Noetherian Ring

Theorem

Let $R$ be a ring. The following are equivalent:

Every ideal of $R$ is finitely generated.
For every sequence of ideals of $R$ ordered by inclusion

I0 \subseteq I1 \subseteq I2 \subseteq \dots \subseteq In \subseteq \dots

there exists a $k \in N$ such that $I_{k} = I_{k + l}$ for all $l \in N$ . That is, the chain "terminates".
Every non-empty set of ideals has a (not necessarily unique) maximal element when partially ordered by inclusion.

Definition

A ring is called Noetherian if it satisfies any of the equivalent conditions above.

Proof

We will prove that $(1) ⟹ (2) ⟹ (3) ⟹ (1)$ .

Firstly, assume $(1)$ , that is every ideal of $R$ is finitely generated. Now, let $I_{0} \subseteq I_{1} \subseteq I_{2} \subseteq \dots$ be a chain of ideals. By assumption $I = ⋃_{i = 1}^{\infty} I_{i}$ is finitely generated. Let $S$ be a finite generator of $I$ , and for each $a \in S$ , take $I_{i_{a}}$ to be the minimal ideal of the chain which contains $a$ . We can then take $I_{k}$ to be the maximal ideal of the form $I_{i_{a}}$ for each $a$ , and hence $I = I_{k}$ . This is possible in particular because $S$ is finite, so such a maximal element exists. This means that $I_{j + 1} = I_{j}$ for all $j \geq k$ .

Next, assume $(2)$ , that is, every sequence of ideals ordered by inclusion terminates. Now, let $S$ be a non-empty set of ideals of $R$ , and consider the partial order on $S$ given by set inclusion. If $S$ is finite, then it trivially has a (not necessarily unique) maximal element, so we consider only the case when $S$ is infinite. Now, let $I_{0} \in S$ . Define $S_{J} = {I \in S : I \supset J}$ for each ideal $J$ in $S$ , and, appealing to the axiom of choice, define a choice function $f : {S_{J} : J \in S} \to S$ such that

I_{i + 1} = {\begin{cases} f (S_{I_{i}}) & i \neq 0 \\ I_{0} & i = 0 \end{cases} .

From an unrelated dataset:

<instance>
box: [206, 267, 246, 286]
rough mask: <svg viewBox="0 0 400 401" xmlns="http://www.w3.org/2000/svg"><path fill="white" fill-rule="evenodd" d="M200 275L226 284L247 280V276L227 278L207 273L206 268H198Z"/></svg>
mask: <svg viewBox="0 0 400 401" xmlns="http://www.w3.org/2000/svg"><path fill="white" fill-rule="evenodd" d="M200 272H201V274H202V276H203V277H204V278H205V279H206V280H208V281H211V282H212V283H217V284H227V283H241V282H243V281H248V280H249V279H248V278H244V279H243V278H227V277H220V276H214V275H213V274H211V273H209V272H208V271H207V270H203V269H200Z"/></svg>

This yields a strictly increasing, in terms of inclusion, sequence of ideals ${I_{i}}_{i = 0}^{\infty}$ . Appealing now to our assumption, this sequence of ideals must terminate at some $k$ such that $I_{j + 1} = I_{j}$ for all $j \geq k$ . This $I_{k}$ is a maximal element because if some ideal $J$ satisfies $I_{k} \subseteq J$ then $I_{k} = J$ .

Finally, assume $(3)$ , that is, every non-empty set of ideals partially ordered by inclusion has a maximal element. Let $I$ be an arbitrary ideal and let $S$ be the set of all finitely generated ideals of $R$ which are contained in $I$ . Clearly $S$ is non-empty because at least $⟨ 0 ⟩ \in S$ . So, $S$ has a maximal element $J$ . Suppose $I \neq J$ , in particular this means $J \subset I$ and there exists an $x \in I - J$ . This means $⟨ J, x ⟩$ is finitely generated and distinct from $J$ , which contradicts the fact that $J$ is a maximal element of $S$ . Hence we can conclude that $I = J$ , and $I$ is finitely generated.